3. Data Model Separation¶
Principle: Data models live in tm2py and are imported, not redefined in summary code.
Architecture: - Data models reside in tm2py data models folder - Summary system pivots off known data model and acceptable values - No hardcoded values or schema definitions in summary code - Fixed schemas ensure consistency
Data Models to Implement: - ✅ CTRAMP data model - ✅ CTRAMP extended data model - ⏳ Population synthesizer data model (pending)
Benefits: - Single source of truth for data structures - Easier to maintain and update schemas - Automatic validation against known models
4. Shared Utilities and Code Reuse¶
Principle: Common operations are extracted into reusable utility functions.
Implementation:
- Create summary_utils.py (or similar) for shared functions
- Common operations include:
- Binning continuous variables
- Calculating weighted averages
- Aggregating by geography or demographic groups
- Applying standard filters
Benefits: - Reduced code duplication - Consistent behavior across summaries - Easier testing and debugging - Single place to fix bugs or add features
5. Multi-Environment Compatibility¶
Principle: Code should work with the tm2py environment when possible, with graceful fallbacks.
Strategy: - Primary: Write code compatible with tm2py environment so it can live in tm2py - Fallback: Create controller script that switches environments - Runs the model in tm2py environment - Switches to summary environment - Runs summaries - Current: Code can remain in tm2py-utils during development
Benefits: - Future integration with tm2py workflow - Flexibility during development - Clear migration path
6. Maintainability and Accessibility¶
Principle: Code should be easy to understand and maintain by a wide audience.
Requirements: - Clear file organization - easy to find where to update code - Comprehensive inline documentation - Examples for adding new summaries - Consistent patterns across all summary types - Well-documented extension points
Target Audience: - Transportation planners (light coding experience) - Data analysts (moderate Python skills) - Software developers (maintaining the system)
7. Flexible Data Sources¶
Principle: Summaries should work with both model outputs and external data sources.
Data Source Types: - Model Outputs: CTRAMP household/person/tour/trip data - Survey Data: Household travel surveys formatted to match model output structure - External Data: ACS, CTPP - match format of system outputs for calibration/validation
Implementation: - Command-line option to specify data source type - Adapters to normalize different input formats - Common output format regardless of input source
8. Output Standardization¶
Principle: All outputs follow consistent format for downstream integration.

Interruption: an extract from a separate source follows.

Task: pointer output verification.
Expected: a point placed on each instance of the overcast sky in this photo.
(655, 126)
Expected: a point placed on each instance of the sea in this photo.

Standards: - Format: CSV tables labeled with model run identifier - Combinability: CSV tables can be combined across model runs - Visualization Ready: Outputs designed for external visualization systems (Tableau, etc.) - Metadata: Include run information, timestamps, configuration used
File Naming: {summary_type}_{model_run_id}_{timestamp}.csv
System Architecture Idea Needs More Thinking Before we implement¶
Component Organization¶
tm2py (upstream dependency)
├── data_models/
│ ├── ctramp_data_model.py
│ ├── ctramp_extended_data_model.py
│ └── population_synthesizer_data_model.py
└── (other tm2py components)
tm2py-utils (summary system)
├── summary/
│ ├── core_summaries/ # Always-run summaries
│ ├── validation/ # Validation code being developed
│ ├── summary_utils.py # Shared utility functions
│ ├── data_readers.py # Import and validation
│ ├── summary_base.py # Base classes
│ └── output_writers.py # Standardized output
└── config/
└── {scenario}/scenario_config.toml
Core Components¶
1. Data Readers¶
- Purpose: Load and validate model outputs and external data
- Design: Abstract base class with implementations for different sources
- Key Features:
- Automatic iteration detection
- Schema validation against tm2py data models
- Support for CTRAMP outputs, survey data, ACS/CTPP
- Error handling with clear messages
2. Summary Utilities (summary_utils.py)¶
- Purpose: Shared functions used across all summary types
- Functions:
- Bin continuous variables (distance, time, etc.)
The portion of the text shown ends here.